Article 2 : Il est enjoint au préfet de Seine-et-Marne de convoquer en préfecture M. B... afin qu’il puisse déposer sa demande de carte de résident en qualité de membre de famille de réfugié et se voir délivrer, en cas de dossier complet c’est-à-dire comprenant l’ensemble des pièces mentionnées au point 39 de l’annexe 10 au code de l’entrée et du séjour des étrangers et du droit d’asile, un document provisoire de séjour correspondant à sa demande, cette convocation devant intervenir dans un délai de quinze jours à compter de la notification de la présente ordonnance, sous astreinte de 50 euros par jour de retard passé un délai de quinze jours.

Article 3 : L’Etat (préfet de Seine-et-Marne) versera une somme de 1 200 euros à Me Hug, conseil de M. B..., en application de l’article L. 761-1 du code de justice administrative et de l’article 37 de la loi du 10 juillet 1991, à charge pour celle-ci de renoncer à percevoir la somme correspondant à la part contributive de l’État à la mission d’aide juridictionnelle qui lui aura été confiée. Dans le cas où l’aide juridictionnelle ne serait pas attribuée à l’intéressé, cette somme lui sera versée directement.

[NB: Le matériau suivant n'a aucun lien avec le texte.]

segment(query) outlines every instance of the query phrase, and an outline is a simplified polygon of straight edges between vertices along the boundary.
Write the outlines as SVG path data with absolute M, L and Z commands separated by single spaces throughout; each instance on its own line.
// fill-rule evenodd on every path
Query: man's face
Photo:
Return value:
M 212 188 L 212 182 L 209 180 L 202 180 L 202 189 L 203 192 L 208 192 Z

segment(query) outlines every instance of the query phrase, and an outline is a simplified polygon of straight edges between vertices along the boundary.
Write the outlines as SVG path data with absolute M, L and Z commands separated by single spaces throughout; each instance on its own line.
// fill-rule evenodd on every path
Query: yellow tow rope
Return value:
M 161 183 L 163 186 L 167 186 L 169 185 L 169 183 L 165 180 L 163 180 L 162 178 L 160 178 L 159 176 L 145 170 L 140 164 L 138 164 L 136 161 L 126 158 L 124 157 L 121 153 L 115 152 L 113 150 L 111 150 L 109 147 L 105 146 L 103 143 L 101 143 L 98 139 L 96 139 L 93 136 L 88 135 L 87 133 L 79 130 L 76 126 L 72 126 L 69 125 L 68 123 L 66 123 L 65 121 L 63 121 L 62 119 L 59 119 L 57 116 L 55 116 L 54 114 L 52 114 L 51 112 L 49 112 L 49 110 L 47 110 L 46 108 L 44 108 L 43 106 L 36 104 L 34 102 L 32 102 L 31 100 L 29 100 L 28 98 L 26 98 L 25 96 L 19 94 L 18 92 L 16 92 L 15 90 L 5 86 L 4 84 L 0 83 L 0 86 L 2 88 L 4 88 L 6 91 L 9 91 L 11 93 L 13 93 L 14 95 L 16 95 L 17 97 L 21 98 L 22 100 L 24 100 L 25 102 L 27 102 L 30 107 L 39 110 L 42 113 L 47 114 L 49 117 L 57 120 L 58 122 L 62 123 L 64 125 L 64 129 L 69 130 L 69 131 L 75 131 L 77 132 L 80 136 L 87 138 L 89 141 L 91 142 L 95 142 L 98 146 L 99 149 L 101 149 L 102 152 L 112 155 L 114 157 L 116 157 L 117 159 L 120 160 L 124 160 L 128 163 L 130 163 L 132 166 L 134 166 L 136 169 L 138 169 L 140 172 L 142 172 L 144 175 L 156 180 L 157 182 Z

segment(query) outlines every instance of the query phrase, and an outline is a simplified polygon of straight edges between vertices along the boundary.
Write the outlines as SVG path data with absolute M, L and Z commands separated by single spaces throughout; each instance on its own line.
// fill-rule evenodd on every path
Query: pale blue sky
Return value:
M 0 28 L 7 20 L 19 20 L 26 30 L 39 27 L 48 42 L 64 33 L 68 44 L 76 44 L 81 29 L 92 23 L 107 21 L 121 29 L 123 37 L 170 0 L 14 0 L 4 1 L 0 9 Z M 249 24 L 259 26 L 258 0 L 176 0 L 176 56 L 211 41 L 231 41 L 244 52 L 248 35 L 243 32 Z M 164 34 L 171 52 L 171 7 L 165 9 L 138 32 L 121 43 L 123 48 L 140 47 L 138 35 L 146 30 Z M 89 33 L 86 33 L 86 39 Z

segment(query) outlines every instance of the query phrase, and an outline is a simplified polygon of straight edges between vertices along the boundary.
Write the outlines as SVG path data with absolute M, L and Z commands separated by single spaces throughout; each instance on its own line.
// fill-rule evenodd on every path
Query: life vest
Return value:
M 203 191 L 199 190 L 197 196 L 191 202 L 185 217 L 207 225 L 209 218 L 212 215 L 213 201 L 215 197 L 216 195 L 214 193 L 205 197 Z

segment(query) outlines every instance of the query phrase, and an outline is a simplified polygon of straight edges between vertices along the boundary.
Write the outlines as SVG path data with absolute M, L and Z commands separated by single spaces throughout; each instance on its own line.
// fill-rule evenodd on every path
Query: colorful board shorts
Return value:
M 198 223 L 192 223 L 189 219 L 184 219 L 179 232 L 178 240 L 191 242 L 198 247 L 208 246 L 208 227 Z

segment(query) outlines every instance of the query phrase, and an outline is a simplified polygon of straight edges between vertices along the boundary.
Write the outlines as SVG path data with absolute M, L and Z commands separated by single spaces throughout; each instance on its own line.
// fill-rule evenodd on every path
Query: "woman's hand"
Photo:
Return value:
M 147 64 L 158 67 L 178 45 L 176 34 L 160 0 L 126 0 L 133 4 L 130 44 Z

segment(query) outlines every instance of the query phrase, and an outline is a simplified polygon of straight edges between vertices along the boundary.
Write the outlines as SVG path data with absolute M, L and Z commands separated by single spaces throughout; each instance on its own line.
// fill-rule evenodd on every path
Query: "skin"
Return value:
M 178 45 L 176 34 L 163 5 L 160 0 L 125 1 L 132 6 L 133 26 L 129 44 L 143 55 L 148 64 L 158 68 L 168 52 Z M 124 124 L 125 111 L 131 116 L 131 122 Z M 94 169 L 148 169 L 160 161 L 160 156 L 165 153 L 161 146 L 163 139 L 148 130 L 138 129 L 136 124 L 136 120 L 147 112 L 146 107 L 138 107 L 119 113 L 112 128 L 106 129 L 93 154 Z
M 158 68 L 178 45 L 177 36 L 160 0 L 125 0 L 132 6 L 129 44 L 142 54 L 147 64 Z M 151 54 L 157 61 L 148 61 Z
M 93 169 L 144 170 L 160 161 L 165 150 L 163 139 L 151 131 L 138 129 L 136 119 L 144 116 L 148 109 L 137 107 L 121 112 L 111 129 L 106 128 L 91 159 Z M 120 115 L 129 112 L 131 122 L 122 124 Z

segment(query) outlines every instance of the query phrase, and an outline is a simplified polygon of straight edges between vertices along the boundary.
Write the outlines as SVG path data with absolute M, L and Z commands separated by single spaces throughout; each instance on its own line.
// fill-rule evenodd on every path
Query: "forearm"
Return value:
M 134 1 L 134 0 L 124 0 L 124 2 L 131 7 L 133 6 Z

Article 4 : La présente ordonnance sera notifiée à M. A... B... et au ministre de l’intérieur.
Copie en sera communiquée au préfet de Seine-et-Marne.

Le juge des référés,



Signé : M. AYMARD

La République mande et ordonne au ministre de l’intérieur en ce qui le concerne ou à tous commissaires de justice à ce requis en ce qui concerne les voies de droit commun contre les parties privées, de pourvoir à l’exécution de la présente décision.